Our previous studies [40, 41] showed that NTCP S267F mutation significantly affected the disease progression to cirrhosis (P = 0.017), and hepatocellular carcinoma (P = 0.023) versus CHB [40] and the rs3077:T allele was associated with decreased risk of chronic HBV infection (OR = 0.62, P = 0.001) [41]. In this study, we searched for host genetic factor with increased risk of the development-related outcomes in GWAS. One novel locus, LACE1, and three infection-related MHC loci were associated the progression of HBV infection. These results showed that the host genetic factors, both MHC and non-MHC genes, increased the risk of progressive outcomes post HBV infection, as well as HBV mutation. It is reported that HBV infection altered the mitochondrial metabolism and mitochondrial dynamics, which result in mitochondrial injury and liver disease [42]. LACE1 was reported to affect mitochondrial protein homeostasis [43]. Knockdown of LACE1 converted the expression of a crucial component of regulating mitochondrial dynamics, OPA1 [43,44,45]. In addition, we found that the risk allele, LACE1:rs1537862:T, decreased the level of ALB significantly (P = 0.025, Fig. 5). ALB is a critical marker decreasing with the deterioration of chronic liver diseases [46,47,48]. Biosynthesis of ALB was affected by proinflammatory cytokines [49, 50] and excess amounts of oxidative agents released by mitochondria from injured liver [46, 51]. Taken together, we proposed LACE1 may affect hepatic infection by changing the hepatic mitochondrial metabolism and leading to the progression of HBV infection.
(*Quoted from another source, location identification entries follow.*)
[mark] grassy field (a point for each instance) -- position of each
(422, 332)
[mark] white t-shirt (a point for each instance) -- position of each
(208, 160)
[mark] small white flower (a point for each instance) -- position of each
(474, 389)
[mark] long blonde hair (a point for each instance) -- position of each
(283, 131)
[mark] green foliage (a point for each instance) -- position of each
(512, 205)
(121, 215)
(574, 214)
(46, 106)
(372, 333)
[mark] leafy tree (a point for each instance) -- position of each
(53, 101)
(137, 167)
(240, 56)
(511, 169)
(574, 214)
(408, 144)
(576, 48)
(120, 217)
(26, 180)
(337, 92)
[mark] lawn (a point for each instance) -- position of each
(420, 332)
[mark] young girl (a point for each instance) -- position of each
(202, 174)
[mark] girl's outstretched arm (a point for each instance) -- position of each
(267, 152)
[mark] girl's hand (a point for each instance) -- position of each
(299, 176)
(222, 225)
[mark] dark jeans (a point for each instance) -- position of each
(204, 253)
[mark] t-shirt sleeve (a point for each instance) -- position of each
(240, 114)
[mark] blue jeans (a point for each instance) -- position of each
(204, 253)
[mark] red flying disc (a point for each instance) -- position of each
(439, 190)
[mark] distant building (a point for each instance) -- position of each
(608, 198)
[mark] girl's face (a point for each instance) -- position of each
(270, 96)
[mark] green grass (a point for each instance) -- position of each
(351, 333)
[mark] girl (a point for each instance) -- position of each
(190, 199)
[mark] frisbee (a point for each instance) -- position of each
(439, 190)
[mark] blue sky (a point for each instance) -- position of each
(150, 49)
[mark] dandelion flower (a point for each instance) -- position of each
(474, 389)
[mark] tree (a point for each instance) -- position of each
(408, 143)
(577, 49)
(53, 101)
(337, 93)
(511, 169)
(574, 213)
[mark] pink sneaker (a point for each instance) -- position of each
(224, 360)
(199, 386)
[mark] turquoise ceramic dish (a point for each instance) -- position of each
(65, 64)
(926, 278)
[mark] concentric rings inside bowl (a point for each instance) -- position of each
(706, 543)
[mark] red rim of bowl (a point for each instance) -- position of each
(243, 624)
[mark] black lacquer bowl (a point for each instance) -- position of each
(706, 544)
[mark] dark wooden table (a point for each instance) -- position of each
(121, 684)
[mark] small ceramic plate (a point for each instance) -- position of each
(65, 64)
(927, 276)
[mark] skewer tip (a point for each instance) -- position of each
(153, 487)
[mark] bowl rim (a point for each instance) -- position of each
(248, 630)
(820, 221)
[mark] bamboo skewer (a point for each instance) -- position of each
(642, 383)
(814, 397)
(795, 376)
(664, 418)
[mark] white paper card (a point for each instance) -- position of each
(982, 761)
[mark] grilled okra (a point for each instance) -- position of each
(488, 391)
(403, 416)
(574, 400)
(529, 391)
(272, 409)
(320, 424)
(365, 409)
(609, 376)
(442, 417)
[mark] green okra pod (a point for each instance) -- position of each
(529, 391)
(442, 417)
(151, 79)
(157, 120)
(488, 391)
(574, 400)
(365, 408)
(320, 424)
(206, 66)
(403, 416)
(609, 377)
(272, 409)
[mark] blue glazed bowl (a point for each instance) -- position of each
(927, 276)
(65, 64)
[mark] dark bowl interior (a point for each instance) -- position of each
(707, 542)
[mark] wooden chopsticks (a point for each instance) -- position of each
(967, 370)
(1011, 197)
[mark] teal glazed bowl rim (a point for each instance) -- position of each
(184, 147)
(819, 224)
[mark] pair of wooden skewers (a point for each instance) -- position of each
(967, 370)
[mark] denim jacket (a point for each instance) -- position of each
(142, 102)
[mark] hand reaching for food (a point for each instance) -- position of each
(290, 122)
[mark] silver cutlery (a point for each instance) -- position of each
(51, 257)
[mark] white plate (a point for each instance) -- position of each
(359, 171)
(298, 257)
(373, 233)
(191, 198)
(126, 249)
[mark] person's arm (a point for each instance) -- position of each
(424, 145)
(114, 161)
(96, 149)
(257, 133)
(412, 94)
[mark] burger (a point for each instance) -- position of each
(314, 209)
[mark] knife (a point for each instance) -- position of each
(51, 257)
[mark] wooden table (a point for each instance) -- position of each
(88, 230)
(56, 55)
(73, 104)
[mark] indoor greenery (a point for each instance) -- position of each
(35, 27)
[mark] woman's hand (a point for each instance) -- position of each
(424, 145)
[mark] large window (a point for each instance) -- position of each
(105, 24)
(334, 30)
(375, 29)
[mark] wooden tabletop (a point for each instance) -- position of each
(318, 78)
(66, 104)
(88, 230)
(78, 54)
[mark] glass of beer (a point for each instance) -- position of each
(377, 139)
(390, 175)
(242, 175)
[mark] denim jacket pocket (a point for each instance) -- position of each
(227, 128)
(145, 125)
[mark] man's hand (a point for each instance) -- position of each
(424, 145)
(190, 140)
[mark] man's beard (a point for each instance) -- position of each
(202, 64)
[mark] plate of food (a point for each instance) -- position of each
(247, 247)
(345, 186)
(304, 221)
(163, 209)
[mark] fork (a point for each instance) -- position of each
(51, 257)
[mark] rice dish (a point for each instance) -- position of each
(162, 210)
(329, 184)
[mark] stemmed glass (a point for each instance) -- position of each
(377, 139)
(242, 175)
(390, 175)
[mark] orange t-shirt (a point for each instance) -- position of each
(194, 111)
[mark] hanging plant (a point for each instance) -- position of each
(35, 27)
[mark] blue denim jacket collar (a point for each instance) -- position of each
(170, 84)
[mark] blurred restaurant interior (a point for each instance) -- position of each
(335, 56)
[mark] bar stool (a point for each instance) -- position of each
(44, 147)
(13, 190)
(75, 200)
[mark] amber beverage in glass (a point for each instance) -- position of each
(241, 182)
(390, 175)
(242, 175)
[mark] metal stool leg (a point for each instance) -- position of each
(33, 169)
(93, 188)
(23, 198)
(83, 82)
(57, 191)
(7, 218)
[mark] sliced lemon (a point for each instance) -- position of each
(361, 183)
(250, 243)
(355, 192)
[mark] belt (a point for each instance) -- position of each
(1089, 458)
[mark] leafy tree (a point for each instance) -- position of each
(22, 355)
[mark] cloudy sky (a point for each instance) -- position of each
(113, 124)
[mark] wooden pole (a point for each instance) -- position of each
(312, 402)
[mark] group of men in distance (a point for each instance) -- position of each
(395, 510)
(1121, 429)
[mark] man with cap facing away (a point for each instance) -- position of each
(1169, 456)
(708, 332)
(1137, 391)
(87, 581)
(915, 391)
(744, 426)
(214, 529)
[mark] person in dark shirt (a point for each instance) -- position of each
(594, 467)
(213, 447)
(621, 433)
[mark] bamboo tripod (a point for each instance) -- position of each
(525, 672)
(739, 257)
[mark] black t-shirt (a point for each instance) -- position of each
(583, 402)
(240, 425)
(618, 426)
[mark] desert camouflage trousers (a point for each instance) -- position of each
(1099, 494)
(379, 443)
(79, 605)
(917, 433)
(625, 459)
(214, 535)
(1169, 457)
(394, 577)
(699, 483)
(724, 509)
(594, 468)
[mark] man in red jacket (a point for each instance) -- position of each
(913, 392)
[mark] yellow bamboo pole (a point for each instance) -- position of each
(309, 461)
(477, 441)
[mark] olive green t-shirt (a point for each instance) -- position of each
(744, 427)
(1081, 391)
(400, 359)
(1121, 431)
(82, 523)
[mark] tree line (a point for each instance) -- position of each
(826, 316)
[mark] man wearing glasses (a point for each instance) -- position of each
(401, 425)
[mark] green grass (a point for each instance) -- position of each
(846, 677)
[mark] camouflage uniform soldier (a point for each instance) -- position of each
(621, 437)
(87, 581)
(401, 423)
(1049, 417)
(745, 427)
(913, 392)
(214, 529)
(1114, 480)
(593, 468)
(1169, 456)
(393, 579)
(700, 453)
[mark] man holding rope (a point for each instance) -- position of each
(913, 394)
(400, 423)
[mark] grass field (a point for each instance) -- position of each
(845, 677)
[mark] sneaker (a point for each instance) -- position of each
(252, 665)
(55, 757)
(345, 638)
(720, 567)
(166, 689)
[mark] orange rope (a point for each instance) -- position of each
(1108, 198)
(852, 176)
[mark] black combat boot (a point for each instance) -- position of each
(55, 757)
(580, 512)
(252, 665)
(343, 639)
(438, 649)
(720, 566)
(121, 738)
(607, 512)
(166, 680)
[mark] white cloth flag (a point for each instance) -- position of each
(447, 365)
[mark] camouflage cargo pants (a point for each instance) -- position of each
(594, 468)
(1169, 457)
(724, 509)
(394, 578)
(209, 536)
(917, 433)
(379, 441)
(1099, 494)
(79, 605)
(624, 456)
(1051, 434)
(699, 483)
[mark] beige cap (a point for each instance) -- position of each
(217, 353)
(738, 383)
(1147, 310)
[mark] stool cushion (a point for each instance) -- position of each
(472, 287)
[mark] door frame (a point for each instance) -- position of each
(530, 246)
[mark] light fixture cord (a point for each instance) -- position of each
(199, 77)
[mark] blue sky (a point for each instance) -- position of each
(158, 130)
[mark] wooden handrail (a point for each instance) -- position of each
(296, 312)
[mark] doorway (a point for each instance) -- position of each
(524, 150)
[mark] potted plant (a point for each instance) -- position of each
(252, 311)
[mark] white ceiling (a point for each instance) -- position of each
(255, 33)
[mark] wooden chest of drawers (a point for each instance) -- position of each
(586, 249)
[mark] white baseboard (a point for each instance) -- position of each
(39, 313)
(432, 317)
There is a limitation in our study, that is we do not have an additional cohort for replicate study. In spite of that, we showed the reported loci in MHC region are significantly related to HBV infection. These replicate results of previous studies confirm our findings are reliable and provide confidence for our study in this cohort. Here, we provide novel candidate genes related to individual outcomes, progressive stages, and liver enzymes. Moreover, we identified two SNPs that show selective significance (HLA-DPA1, HLA-DPB1) in non-East Asian (European, American, South Asian) versus East Asian. East Asian population seem more susceptible to HBV infection than non-East Asian, and the differences of susceptibility were affected by HBV genotype [52], immunity [53], and environmental exposure [53, 54]. Even in an identical environment (United States), Asian are more prevalent in chronic HBV infection than non-Asian [53]. It seems likely that host genetic factors contribute to the ethnic disparities of susceptibility of HBV infection. Taken together with the genetic associations and evolutionary signals, our findings provide a new insight for HBV study.

Conclusion

In case–control study, we identified one novel locus (SNP: rs1264473, Gene: GRHL2, P = 1.57 × 10–6) significantly associated with CHB, two novel loci (SNP: rs2833856, Gene: EVA1C, P = 1.62 × 10–6; SNP: rs4661093, Gene: ETV3, P = 2.26 × 10–6) significantly associated with HCC. In trend study across multiple outcomes, we identified one novel locus (SNP: rs1537862, Gene: LACE1, P = 1.85 × 10–6) and three MHC loci (HLA-DRB1, HLA-DPB1, HLA-DPA2) significantly increased progressive risk from CHB through ASPI to HBV clearance. In evolutionary study, we showed the derived allele of two HBV clearance related loci, rs3077 and rs9277542, are under strong selection in European population. We suggested these selected alleles may play a role in resisting the susceptibility of HBV in Europeans. Our findings provided a new insight into the role of host genetic factors in HBV related outcomes and progression.